Tropical forests rely on moisture to survive and remaining areas of forest will be impacted by a drier climate.
Deforestation drives decreases in rainfall across the tropics
Photo: Pixabay/Quangpraha
Less rainfall and fewer forests across the tropics are increasingly a fact of life for millions of people in the torrid region, yet the two environmental hazards are more closely linked than widely assumed.
The loss of tree cover in the tropics is likely leading to reductions in rainfall, according to experts at the University of Leeds, who reached this conclusion by combining satellite data of deforestation and rainfall in three areas of the tropics: the Amazon, Congo and Southeast Asia from 2003 to 2017.
Their aim was to see if the rate of rainfall in areas where forests had been cleared was different from the rate of rainfall in nearby locations where no forests had been lost.
If uncontrolled deforestation in the Congo continues unabated, they have found, rainfall in the region could be reduced by between 8% and 12% by the end of the century. This would severely impact biodiversity and farming alike while also posing a grave threat to the forests in the Congo, which constitute some of the world’s largest stores of carbon.
“Tropical forests play a critical role in the hydrological cycle through helping to maintain local and regional rainfall patterns. The reduction in rainfall caused by tropical deforestation will impact people living nearby through increased water scarcity and depressed crop yields,” explains Callum Smith, a doctoral researcher at the university’s School of Earth and Environment.

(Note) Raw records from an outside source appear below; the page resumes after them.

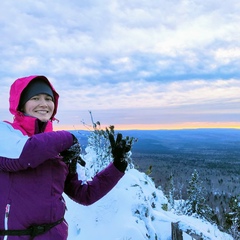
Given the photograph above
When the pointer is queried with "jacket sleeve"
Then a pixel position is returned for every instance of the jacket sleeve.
(37, 149)
(86, 193)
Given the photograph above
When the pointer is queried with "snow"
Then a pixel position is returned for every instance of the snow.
(133, 211)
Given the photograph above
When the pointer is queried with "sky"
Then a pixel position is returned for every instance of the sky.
(165, 64)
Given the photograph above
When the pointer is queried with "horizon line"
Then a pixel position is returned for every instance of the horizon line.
(182, 126)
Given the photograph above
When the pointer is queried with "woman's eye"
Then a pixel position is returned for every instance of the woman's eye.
(34, 98)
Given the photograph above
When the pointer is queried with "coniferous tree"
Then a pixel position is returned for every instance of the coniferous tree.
(196, 202)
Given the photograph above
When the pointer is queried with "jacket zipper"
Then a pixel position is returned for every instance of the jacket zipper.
(6, 220)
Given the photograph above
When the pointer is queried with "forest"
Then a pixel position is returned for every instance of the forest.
(170, 157)
(214, 154)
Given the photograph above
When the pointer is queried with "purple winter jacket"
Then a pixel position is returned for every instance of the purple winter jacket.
(33, 176)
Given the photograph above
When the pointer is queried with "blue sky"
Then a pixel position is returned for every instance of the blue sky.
(145, 64)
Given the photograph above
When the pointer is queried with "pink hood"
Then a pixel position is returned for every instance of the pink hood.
(19, 85)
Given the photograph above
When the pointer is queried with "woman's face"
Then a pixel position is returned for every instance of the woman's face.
(40, 106)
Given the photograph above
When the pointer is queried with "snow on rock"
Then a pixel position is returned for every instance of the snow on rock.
(132, 211)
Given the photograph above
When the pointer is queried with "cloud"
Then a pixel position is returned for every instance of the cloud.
(180, 56)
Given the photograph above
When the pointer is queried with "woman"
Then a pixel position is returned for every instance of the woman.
(34, 166)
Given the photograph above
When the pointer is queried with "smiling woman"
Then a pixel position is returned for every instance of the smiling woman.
(38, 165)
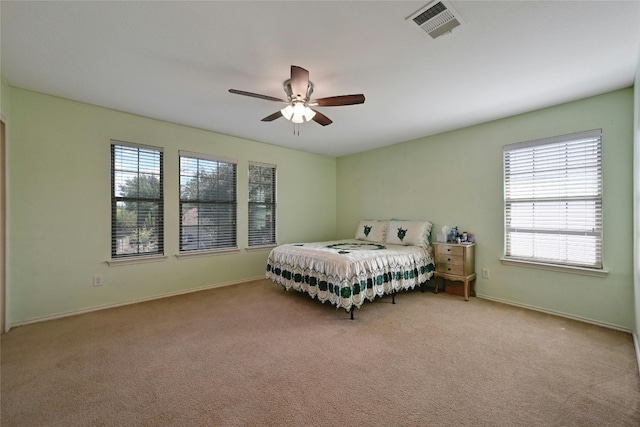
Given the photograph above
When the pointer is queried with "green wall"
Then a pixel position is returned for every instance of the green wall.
(59, 206)
(455, 179)
(636, 193)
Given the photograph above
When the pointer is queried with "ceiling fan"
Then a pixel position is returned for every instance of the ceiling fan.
(299, 89)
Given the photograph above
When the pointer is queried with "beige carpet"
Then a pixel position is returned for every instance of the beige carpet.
(254, 355)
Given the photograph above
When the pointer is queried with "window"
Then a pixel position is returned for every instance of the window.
(262, 204)
(553, 200)
(136, 200)
(208, 203)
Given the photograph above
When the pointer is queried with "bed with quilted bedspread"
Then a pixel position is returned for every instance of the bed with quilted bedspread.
(386, 257)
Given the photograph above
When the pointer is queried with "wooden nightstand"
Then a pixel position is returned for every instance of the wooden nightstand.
(456, 263)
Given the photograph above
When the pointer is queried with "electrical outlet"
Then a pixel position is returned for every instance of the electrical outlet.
(97, 280)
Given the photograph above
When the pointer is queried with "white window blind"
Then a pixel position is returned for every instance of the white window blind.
(553, 200)
(136, 200)
(262, 204)
(208, 203)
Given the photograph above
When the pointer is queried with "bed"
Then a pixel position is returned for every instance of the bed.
(385, 257)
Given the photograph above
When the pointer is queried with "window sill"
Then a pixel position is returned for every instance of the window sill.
(117, 262)
(207, 252)
(260, 247)
(554, 267)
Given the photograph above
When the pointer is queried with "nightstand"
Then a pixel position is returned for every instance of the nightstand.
(456, 263)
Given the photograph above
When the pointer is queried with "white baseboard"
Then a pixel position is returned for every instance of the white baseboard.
(134, 301)
(558, 313)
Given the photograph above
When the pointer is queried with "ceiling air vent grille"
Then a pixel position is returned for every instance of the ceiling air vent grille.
(436, 18)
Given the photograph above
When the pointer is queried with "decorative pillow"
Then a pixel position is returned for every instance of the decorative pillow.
(414, 233)
(372, 231)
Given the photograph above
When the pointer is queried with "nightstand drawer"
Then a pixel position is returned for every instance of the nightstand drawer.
(451, 250)
(451, 259)
(450, 269)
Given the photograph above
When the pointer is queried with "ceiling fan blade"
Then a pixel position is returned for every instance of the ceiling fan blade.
(334, 101)
(321, 118)
(256, 95)
(272, 117)
(299, 81)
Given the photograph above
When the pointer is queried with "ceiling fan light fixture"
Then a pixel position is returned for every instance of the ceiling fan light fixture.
(287, 112)
(298, 112)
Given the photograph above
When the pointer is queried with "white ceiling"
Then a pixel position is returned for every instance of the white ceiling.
(175, 61)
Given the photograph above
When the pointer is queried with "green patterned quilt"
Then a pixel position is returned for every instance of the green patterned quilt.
(348, 272)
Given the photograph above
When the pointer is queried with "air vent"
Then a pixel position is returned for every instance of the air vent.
(436, 18)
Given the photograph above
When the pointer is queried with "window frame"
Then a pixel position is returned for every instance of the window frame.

“Tropical forests themselves rely on moisture to survive and remaining areas of forest will be impacted by a drier climate,” notes Smith, who was the lead author of a study on the findings.
Tropical forest loss caused reductions in rainfall throughout the year, even in the dry season “when any further drying will have the biggest ramifications on plant and animal ecosystems,” the scientists say.
“The greatest absolute decline in precipitation was seen in the wet season with up to a 0.6mm a month reduction in rainfall for every percentage point loss of forest cover,” they add.
The likely reason for a loss in rainfall in deforested areas is that the loss of tree cover disrupts the process of moisture from leaves is returned to the atmosphere, through a mechanism called evapotranspiration, where it eventually forms rain clouds.
This can have severe consequences for people living in these areas as well as for biodiversity.
“Local people living near deforested regions often report a hotter and drier climate after the forests are cleared. But until now this effect had not been seen in rainfall observations,” says Prof. Dominick Spracklen, of the School of Earth and Environment at Leeds University.
“The study shows the critical importance of tropical forests in sustaining rainfall. Although there have been efforts to halt deforestation, the loss of forest cover in the tropics has continued. There needs to be renewed efforts to stop forests being lost and to regenerate lost and degraded areas.”